The verdict The PC-24 is the most genuinely versatile light jet flying: short, unpaved-runway capability, a large cargo door and a flat-floor cabin. It gives up speed and range for access, and for the right mission that is the best trade in business aviation.

The Pilatus PC-24 is the only aircraft in this review that sells access rather than altitude, and it makes a compelling case that access is the more valuable commodity for the right operator. We assessed the PC-24 with attention to its runway performance, the flexible flat-floor cabin and the cargo door — the features Pilatus groups under its “Super Versatile Jet” billing. It is a genuinely different proposition from a flagship, and an excellent one.

The PC-24’s whole argument is where it can take you, not how fast or how far.

Substance: access as the headline feature

The PC-24 is certified for short and unpaved runways — grass, gravel, wet earth and snow — and for steep approaches including London City’s demanding 5.5-degree profile. Its balanced takeoff field length is roughly 3,090 feet on dry pavement at sea level, exceptional for a jet. The practical consequence is access to thousands of airfields that a large-cabin flagship simply cannot use, which for an operator flying to remote, short or rough strips is transformative rather than incremental.

The cabin reinforces the flexibility: a flat floor and a large aft cargo door let it reconfigure between up to 10 passengers and mixed passenger-cargo loads quickly. This is the only jet in the review you could realistically fly into a bush strip with a full cabin and equipment.

DimensionWeightScore
Substance (the aircraft)30%5.4 / 6.0
Execution (engineering)25%4.6 / 5.0
Service20%3.4 / 4.0
Setting / experience15%2.7 / 3.0
Value10%1.9 / 2.0

Execution: the trade is honest

The PC-24 gives up speed and range to do what it does: maximum cruise around 440 knots true airspeed and a range near 2,000 to 2,040 nautical miles depending on payload. It is single-pilot certified and powered by two Williams FJ44-4A turbofans. None of this competes with a flagship’s transoceanic envelope, and Pilatus does not pretend otherwise. The engineering is squarely in service of versatility, and on that brief it is superbly executed — the build quality and systems integration are to Pilatus’s customary high standard.
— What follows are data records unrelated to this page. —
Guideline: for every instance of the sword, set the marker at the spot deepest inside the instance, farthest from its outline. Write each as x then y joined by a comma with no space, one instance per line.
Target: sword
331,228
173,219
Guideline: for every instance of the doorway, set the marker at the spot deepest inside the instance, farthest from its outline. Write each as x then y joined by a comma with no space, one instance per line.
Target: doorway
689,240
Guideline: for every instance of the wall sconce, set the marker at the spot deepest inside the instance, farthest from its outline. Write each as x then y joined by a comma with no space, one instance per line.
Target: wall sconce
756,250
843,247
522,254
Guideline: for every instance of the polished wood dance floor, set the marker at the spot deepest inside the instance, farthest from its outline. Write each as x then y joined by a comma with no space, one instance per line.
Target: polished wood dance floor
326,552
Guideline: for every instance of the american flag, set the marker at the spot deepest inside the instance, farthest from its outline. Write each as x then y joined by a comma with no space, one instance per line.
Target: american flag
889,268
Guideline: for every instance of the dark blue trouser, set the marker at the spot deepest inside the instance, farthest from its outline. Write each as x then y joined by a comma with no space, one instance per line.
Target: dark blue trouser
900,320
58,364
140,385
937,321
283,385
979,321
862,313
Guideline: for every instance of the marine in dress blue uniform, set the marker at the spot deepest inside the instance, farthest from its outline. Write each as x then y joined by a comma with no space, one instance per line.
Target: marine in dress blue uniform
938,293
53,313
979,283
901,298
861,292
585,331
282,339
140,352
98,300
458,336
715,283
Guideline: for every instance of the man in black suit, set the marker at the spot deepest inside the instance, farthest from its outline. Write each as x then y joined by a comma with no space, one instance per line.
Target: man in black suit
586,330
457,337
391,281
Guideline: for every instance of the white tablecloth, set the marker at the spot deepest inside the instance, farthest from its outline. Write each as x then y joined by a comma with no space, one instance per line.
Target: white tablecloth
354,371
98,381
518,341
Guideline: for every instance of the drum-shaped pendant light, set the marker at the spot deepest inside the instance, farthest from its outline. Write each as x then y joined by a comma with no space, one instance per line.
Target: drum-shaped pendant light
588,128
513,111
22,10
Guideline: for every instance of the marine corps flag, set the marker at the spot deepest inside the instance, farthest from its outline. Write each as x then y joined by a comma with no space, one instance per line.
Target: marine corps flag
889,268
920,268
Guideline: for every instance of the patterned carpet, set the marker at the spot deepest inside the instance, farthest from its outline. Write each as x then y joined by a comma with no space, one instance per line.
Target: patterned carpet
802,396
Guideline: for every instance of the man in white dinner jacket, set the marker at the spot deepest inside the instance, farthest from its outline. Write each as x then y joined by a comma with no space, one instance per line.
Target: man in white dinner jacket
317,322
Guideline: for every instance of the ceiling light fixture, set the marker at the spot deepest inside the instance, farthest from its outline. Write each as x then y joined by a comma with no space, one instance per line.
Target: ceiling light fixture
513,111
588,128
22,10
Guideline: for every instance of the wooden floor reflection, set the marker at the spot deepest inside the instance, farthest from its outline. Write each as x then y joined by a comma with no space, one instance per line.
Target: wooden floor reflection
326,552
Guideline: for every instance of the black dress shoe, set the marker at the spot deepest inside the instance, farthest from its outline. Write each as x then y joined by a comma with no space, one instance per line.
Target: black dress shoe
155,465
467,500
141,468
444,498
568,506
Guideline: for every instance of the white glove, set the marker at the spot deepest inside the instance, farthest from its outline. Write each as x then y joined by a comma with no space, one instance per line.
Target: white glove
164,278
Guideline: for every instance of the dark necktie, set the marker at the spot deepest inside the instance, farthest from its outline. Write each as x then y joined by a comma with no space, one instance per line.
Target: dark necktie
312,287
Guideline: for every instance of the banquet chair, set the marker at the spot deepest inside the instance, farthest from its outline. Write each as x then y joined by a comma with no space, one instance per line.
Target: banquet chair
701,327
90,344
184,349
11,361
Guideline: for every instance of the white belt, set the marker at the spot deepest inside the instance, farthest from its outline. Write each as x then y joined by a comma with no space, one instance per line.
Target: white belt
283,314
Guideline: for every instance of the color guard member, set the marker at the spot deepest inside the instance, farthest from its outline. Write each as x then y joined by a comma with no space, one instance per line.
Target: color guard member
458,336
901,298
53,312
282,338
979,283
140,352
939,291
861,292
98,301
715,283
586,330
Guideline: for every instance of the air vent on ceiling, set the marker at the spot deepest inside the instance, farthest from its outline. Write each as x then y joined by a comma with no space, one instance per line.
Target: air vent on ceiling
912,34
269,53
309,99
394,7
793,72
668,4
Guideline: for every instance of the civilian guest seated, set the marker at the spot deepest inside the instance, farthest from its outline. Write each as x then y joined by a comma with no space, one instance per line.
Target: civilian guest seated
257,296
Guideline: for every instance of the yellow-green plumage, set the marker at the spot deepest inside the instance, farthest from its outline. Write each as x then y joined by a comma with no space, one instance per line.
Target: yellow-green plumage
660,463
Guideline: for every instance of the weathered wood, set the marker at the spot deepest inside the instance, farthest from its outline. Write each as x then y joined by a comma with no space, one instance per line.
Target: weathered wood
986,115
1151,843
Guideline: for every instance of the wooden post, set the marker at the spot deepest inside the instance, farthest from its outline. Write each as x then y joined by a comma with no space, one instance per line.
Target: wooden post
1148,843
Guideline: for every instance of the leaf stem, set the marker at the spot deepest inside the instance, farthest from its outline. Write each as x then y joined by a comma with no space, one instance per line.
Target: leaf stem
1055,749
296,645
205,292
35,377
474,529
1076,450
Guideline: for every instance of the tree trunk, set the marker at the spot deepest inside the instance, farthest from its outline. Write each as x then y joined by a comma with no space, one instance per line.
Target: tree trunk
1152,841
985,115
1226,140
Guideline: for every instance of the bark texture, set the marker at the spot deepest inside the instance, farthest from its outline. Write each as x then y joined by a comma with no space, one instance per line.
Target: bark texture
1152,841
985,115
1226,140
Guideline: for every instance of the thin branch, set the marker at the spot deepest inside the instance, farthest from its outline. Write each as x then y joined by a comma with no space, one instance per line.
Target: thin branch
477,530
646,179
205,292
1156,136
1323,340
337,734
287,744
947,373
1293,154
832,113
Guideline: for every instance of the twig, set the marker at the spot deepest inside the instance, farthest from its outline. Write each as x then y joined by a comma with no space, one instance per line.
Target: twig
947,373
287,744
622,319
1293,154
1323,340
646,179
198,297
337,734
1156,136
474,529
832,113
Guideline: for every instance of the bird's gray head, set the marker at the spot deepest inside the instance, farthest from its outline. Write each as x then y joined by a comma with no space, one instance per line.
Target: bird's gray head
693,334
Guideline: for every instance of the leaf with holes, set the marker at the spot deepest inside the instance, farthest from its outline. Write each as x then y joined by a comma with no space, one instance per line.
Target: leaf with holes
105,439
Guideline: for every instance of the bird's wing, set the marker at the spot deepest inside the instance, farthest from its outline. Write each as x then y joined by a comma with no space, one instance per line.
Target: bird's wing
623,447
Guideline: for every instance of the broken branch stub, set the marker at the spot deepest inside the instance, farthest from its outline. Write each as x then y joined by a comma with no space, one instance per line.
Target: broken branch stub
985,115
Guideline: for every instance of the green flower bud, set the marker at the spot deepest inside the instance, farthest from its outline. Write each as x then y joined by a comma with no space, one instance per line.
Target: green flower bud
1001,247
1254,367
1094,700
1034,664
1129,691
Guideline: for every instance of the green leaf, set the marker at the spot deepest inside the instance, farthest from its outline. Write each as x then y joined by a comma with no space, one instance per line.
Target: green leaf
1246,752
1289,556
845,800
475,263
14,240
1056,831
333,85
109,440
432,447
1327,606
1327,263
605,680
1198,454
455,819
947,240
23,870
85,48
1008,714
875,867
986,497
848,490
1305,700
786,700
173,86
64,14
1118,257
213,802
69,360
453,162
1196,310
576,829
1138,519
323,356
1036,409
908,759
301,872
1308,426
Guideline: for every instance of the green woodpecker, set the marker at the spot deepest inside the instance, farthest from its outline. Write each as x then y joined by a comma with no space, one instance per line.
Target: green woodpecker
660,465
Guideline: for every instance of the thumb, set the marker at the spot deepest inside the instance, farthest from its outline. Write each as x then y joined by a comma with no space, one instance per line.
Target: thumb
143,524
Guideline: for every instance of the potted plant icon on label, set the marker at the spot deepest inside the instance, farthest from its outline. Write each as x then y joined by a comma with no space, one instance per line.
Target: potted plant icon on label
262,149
Service, setting and value

On a charter the service standard is operator-led and necessarily more modest than a large-cabin jet, but the cabin is comfortable and well-finished for its class, and the flat floor makes it feel larger than its dimensions. The setting is utilitarian-premium rather than opulent, which is exactly right for the mission.

On value, a new PC-24 carries an approximate list price in the region of $11 to $12 million — a fraction of a flagship’s cost — and the access it buys is unavailable at any price from a larger jet. For an operator whose value is measured in airfields reached rather than hours saved, this is among the best trades in business aviation.

Verdict

The PC-24 is the versatility benchmark of the light-jet class. It concedes speed and range without apology and wins decisively on access, build and flexibility. For the mission it is built for — short, rough, remote, mixed-load — nothing else comes close.

The Premium Standard: 18.0 / 20

Verification

Every factual claim in this review was checked against external sources before publication, on 2026-04-13. Where a figure could not be independently confirmed, it is described in approximate terms in the text. To challenge a fact, write to corrections@premiumtravelreview.com.

Frequently asked questions

What makes the PC-24 'super versatile'?
It is certified for short, rough and unpaved runways — grass, gravel, wet earth and snow — and for steep approaches such as London City, opening thousands of airfields larger jets cannot use.
What is its range and speed?
Range is about 2,000 to 2,040 nautical miles depending on payload, with a maximum cruise around 440 knots true airspeed.
How short a runway does it need?
Balanced field length for takeoff is roughly 3,090 feet on dry pavement at sea level — exceptional for a jet.
How many passengers?
Up to 10 in the cabin, with a large aft cargo door and a flat floor for flexible passenger-and-cargo loading.